This wasn't the normal "Should I do Roth conversions or leave in the tIRA" question. Please explain who fits in the basket of withdrawing tIRA funds they don't need for spending instead of converting those funds to a Roth.
 
For RobLJ, I think OP, when I posted some early questions and got lots of comments that didn’t answer my question I was easily offended. Now I’m not anymore.
I agree Roth isn’t for everyone and while I respect and appreciate the number crunchers analysis. I have done my conversions primarily to simplify our estate. Roth funds go to our kids and TIRA go to charities. Also simplified any inheritance as no concerns about tax hit when having to empty in 10 years. To us, some things are more important than the numbers ;)
 
RobLJ, DW and I have some pension money and DW's SS (and previously, rental income)coming in to meet expenses, but it's not enough. I withdraw enough from my 401k to meet those expenses and Roth convert to just under $250k to avoid NIIT.

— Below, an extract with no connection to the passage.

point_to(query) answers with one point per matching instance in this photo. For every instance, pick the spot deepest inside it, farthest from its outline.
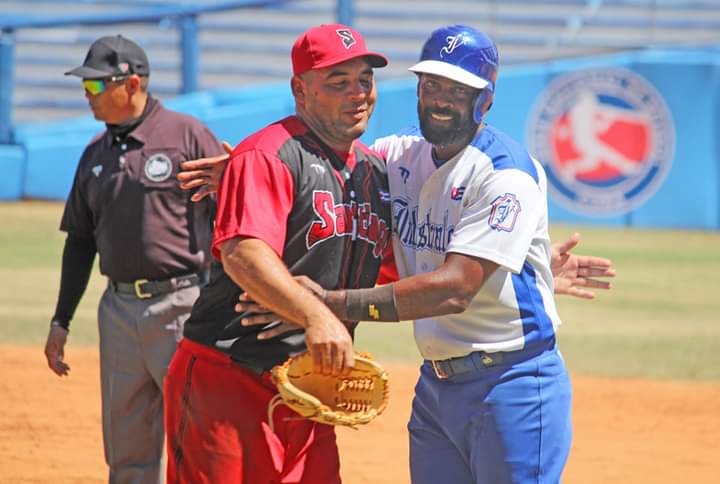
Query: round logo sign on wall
(605, 137)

^^^ Good approach. It is the same thing as converting to just under $250k to avoid NIIT and then withdrawing from the Roth as needed for spending.
 
While I have indicated briefly a couple times, in this and other threads without the following details, to those who really want to know,
Basically,

1) We have been funding my AgedP from 6-15% (15% is max) of our withdrawals, which has been quite variable, along with DW's aunt. So how much we were spending was extremely variable, until the last year or so.

2) Our spending upper limit is the 12% tax and usually below. Yes, we will probably fall into the 22% bracket, eventually, but we will not fall into the bracket above that, unless the blessed return God blesses us with riches that I/we do not expect,
3) Yes, we could have peeled 100k in Roth in retrospect below the 12% bracket--if I had the eye of Odin and knew what we would have to spend given the above. Forgive me, Roth purists.

Is that enough, or do I have to bare all my expenses to you all?

The question was a good one, and I know that all of you Roth enthusiasts are right in what you are doing, but Jesus Christ, my question was a good one, in a thread that was Roth or Not.
I realize that all of you will whip me back and forth and cry shame, but the original question--assuming there is no Roth--was a good one.

I am not proposing that everyone on the thread follow my lead. And in fact, I regret even asking the damn question.

It would help us help you if you respond to my and @pb4uski's responses to your question in post #552 and post #559 of this thread. I think we both had similar responses to your question.

The following posts, #560 and #561, and maybe more after those might also help clarify the feedback to you.